“The I Ching (Classic of Changes or Book of Changes), also known as the Yi Jing, Yijing, or I Ging, is one of the Five Classics, the fundamental books of Confucianism. It is over 3000 years old (the symbols used in divination are over 5000 years old), making it both one of the oldest surviving books in the world, and one of the oldest forms of divination. It is by far the most popular spiritual resource and oracle in Asia, and has a growing following in Europe and the Americas based on its uncanny ability to provide detailed insights to those who study it carefully.” http://www.facade.com/iching/
“The I Ching or Book of Changes is an ancient Chinese text used as an oracle to find out the answers to troubling questions such as “what does the future hold for me?” The book consists of 64 hexagrams, which is the number of possible combinations of pairs of three broken or unbroken lines (trigrams).* The lines represent the two primal cosmic principles in the universe, yin (the broken lines) and yang (the unbroken lines).
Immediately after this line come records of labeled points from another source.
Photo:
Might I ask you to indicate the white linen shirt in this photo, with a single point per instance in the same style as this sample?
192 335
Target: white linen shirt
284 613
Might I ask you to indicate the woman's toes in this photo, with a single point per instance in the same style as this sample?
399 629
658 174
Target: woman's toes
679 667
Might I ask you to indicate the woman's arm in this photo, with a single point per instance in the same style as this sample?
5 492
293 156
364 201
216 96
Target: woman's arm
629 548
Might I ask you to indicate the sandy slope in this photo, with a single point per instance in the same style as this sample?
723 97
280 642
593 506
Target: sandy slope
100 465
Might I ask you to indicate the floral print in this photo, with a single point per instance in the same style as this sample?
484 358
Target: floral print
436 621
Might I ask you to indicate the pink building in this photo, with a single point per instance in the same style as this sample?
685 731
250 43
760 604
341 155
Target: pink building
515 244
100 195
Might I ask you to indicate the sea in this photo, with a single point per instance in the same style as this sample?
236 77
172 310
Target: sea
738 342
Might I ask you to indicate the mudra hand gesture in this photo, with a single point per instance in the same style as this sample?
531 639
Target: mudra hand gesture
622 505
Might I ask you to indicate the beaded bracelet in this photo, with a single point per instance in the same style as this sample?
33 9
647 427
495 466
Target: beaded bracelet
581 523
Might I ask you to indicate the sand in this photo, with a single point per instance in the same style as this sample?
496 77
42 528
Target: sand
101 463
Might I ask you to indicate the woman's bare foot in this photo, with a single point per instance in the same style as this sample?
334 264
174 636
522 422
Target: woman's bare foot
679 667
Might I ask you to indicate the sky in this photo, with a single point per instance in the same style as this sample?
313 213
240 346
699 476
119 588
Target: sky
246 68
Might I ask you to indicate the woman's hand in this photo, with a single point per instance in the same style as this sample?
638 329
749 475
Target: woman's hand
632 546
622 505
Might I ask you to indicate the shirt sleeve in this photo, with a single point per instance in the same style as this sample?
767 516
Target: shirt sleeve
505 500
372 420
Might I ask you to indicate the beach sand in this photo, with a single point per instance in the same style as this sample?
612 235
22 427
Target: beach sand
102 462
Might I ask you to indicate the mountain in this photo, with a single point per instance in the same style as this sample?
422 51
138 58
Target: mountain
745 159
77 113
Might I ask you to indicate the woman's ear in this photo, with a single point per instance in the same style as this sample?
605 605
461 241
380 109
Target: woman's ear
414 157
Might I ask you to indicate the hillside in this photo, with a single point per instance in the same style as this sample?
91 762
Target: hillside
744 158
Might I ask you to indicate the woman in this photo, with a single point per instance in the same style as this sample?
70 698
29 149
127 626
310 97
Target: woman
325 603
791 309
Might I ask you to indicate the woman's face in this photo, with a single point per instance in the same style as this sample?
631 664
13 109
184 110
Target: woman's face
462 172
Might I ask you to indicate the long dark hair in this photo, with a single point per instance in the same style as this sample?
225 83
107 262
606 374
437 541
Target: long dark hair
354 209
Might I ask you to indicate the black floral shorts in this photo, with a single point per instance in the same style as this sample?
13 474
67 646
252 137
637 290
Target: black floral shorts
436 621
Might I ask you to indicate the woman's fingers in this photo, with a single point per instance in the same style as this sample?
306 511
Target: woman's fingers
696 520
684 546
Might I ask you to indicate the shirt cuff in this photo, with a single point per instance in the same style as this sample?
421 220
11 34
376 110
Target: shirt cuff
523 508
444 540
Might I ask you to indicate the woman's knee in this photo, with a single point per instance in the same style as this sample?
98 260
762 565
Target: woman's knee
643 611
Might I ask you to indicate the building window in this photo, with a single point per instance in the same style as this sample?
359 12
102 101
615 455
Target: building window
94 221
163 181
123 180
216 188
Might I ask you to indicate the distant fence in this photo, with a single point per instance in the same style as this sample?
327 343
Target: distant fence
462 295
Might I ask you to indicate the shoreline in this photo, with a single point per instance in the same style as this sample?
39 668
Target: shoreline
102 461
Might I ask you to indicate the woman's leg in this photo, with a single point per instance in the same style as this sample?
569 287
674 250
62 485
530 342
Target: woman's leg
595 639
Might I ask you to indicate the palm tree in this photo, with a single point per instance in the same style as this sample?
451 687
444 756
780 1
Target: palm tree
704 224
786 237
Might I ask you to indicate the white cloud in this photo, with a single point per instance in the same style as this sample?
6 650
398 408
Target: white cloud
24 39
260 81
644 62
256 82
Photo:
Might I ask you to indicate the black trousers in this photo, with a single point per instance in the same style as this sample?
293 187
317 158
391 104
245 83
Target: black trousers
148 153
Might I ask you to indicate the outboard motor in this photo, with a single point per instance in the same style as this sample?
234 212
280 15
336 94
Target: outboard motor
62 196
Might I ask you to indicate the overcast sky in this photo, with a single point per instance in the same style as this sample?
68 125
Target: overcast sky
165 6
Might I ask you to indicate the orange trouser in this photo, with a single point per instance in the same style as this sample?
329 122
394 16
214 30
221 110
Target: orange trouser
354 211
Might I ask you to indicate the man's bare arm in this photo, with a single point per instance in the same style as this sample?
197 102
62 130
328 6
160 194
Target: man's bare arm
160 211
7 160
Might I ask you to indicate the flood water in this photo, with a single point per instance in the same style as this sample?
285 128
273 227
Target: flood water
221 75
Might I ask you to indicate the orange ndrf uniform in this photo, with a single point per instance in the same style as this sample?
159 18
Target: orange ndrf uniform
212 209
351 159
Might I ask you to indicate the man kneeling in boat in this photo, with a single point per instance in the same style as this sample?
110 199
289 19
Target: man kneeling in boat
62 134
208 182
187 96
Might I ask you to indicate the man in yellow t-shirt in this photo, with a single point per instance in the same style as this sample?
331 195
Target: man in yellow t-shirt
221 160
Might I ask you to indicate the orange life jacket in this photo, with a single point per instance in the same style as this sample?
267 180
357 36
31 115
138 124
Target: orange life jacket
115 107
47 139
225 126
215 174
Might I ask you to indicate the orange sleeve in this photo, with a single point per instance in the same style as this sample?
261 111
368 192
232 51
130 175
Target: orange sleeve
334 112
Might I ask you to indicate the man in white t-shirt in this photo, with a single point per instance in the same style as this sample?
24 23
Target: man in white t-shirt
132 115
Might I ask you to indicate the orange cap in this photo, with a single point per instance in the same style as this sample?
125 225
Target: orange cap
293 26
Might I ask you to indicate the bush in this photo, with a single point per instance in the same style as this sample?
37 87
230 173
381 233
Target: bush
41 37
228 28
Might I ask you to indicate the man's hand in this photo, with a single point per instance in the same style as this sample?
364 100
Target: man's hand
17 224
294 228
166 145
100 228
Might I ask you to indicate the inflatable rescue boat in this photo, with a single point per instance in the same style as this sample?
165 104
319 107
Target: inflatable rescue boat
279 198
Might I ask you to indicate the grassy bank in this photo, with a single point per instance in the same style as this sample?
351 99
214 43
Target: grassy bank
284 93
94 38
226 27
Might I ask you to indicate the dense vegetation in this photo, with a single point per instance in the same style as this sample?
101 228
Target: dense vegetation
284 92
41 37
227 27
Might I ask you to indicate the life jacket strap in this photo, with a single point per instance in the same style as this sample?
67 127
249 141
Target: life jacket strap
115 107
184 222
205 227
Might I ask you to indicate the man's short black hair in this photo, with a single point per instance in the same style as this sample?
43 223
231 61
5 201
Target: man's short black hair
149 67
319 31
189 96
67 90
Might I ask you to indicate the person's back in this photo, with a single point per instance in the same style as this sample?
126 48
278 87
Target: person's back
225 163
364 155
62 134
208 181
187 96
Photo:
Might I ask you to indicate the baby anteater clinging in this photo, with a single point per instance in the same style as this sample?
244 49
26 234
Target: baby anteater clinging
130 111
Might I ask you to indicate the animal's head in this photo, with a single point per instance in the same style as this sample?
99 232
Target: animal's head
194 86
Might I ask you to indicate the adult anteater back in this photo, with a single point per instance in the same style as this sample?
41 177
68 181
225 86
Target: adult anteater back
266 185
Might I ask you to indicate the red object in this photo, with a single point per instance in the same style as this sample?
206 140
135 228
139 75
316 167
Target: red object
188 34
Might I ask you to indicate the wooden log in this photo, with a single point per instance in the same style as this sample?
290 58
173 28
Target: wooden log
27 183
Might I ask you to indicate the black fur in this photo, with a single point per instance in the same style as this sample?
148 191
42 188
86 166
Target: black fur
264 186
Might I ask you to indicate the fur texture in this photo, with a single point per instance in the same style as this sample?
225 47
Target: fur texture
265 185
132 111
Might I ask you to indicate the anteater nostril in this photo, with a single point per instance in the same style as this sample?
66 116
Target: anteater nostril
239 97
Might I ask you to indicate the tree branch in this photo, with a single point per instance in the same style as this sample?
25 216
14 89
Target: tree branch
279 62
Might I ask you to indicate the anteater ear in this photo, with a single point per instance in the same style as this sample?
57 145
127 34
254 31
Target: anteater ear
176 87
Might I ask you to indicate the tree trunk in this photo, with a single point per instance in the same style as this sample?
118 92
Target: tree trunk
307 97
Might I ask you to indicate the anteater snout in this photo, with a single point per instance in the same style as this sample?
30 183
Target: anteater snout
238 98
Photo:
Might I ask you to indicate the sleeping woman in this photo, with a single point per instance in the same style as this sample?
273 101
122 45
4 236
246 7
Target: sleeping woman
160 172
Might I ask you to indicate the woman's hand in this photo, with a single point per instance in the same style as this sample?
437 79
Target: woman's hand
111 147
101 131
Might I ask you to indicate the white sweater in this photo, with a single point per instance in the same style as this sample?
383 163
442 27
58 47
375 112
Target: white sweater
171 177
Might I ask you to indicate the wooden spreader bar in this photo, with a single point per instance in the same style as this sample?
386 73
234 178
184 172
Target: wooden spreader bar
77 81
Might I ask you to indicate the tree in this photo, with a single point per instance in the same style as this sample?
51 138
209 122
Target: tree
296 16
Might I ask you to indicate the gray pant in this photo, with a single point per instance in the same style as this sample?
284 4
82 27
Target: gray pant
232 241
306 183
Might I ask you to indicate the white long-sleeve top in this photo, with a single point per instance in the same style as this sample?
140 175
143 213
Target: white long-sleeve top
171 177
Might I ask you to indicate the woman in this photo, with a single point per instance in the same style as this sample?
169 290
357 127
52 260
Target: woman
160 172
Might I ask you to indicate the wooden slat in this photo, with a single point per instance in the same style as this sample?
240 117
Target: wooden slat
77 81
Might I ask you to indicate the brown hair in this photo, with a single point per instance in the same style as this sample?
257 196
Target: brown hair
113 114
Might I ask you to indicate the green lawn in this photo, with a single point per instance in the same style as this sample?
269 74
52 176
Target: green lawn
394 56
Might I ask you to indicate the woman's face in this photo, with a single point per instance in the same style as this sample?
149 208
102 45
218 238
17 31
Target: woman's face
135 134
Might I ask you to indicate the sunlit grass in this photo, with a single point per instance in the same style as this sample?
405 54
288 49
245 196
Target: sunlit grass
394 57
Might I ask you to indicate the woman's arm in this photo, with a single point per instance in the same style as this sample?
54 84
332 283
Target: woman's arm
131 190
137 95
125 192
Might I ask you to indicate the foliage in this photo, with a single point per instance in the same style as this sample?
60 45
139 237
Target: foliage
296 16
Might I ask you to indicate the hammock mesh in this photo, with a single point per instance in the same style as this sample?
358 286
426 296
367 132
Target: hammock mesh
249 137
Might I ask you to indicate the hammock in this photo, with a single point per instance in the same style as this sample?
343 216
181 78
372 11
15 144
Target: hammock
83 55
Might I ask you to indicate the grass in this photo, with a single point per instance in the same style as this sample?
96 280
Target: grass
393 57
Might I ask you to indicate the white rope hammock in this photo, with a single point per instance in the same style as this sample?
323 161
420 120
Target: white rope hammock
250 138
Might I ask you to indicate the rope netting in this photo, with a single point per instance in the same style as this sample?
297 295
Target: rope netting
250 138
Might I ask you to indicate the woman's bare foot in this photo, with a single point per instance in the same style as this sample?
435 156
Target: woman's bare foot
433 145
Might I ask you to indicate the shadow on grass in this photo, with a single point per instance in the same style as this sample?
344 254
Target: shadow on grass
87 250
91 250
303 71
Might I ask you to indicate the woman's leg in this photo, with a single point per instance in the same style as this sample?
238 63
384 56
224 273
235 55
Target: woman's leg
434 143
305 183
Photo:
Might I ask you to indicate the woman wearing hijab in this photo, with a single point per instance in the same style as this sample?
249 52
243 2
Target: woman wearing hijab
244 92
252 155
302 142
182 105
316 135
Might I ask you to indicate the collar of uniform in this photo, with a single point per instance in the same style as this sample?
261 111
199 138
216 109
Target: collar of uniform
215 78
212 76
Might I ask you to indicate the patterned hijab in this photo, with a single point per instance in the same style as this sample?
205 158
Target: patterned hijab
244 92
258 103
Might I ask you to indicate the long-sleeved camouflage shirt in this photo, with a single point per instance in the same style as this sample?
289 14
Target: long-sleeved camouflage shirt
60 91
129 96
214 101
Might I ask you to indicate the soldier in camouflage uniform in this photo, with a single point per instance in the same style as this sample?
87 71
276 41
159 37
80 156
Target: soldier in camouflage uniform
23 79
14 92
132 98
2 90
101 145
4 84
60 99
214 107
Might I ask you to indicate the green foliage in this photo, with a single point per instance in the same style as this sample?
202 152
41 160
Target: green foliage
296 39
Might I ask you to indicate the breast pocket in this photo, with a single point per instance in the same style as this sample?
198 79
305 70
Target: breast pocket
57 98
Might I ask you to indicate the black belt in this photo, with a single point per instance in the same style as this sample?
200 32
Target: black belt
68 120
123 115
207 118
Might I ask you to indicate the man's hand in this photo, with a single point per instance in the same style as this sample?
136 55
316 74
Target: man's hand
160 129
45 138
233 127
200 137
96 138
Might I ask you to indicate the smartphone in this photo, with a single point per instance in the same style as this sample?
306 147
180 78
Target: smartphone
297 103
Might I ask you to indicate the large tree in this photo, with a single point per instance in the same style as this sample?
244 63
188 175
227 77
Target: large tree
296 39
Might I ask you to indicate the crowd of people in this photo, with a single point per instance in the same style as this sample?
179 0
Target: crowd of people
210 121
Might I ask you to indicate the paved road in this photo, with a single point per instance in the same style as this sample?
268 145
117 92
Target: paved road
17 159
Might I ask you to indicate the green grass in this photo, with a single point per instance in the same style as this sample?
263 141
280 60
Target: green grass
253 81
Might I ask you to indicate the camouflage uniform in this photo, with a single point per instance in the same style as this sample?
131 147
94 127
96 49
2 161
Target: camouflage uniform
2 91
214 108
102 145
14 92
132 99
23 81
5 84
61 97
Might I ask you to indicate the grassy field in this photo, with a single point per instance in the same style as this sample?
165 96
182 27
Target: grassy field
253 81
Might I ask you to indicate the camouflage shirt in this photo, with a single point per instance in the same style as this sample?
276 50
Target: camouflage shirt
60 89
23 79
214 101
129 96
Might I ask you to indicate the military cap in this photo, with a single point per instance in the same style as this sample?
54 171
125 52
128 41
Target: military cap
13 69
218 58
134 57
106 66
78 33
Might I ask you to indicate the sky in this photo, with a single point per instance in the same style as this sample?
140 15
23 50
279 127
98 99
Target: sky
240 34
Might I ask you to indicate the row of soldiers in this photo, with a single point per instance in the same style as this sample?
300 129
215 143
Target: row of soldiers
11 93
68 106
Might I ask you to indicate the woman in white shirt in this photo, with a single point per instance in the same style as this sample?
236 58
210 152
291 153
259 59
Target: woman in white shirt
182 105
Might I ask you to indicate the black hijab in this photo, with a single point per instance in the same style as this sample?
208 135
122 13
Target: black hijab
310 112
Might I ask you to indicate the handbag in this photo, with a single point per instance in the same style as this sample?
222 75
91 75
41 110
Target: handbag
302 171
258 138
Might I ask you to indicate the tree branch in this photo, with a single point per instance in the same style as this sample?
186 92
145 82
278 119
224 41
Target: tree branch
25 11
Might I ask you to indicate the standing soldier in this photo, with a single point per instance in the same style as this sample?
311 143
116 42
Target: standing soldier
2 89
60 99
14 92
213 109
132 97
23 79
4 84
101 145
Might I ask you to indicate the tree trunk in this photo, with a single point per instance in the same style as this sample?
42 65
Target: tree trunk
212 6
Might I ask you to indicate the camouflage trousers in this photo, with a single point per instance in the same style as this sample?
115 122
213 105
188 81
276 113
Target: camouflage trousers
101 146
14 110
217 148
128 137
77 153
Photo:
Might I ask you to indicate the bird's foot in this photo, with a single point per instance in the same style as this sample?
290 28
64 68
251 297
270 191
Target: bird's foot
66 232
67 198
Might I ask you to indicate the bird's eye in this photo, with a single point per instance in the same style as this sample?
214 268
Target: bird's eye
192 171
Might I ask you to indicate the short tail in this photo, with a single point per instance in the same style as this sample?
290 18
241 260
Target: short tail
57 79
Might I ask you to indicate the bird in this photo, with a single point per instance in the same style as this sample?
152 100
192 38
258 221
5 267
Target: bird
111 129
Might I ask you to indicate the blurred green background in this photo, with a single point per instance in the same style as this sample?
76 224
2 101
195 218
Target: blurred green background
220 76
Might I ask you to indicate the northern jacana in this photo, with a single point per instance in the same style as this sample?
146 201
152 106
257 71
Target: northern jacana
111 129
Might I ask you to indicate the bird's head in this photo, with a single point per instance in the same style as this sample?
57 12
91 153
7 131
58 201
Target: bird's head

The trigrams represent heaven, earth, thunder, water, mountain, wind, fire, and lake.
The meanings of the hexagrams were divined many years ago by Chinese philosopher-priests in tune with the tao (Chinese for path or way). They consist of such bits of fortune cookie wisdom as: “If you are sincere, you have light and success. Perseverance brings good fortune” Or, “the superior man discriminates between high and low.”
One may consult the I Ching by flipping numbered coins and adding up the numbers to determine the hexagram. Another method involves dividing up bundles of yarrow stalks.
Carl Jung saw the I Ching as exemplifying what he called synchronicity. Others might see it as exemplifying our ability to create significance from ambiguous data with vague and ambiguous language”. http://skepdic.com/iching.html
Much as the art world marketers seek to create significance with vague and ambiguous language about visual data. AKA cloud gazing in one form or another.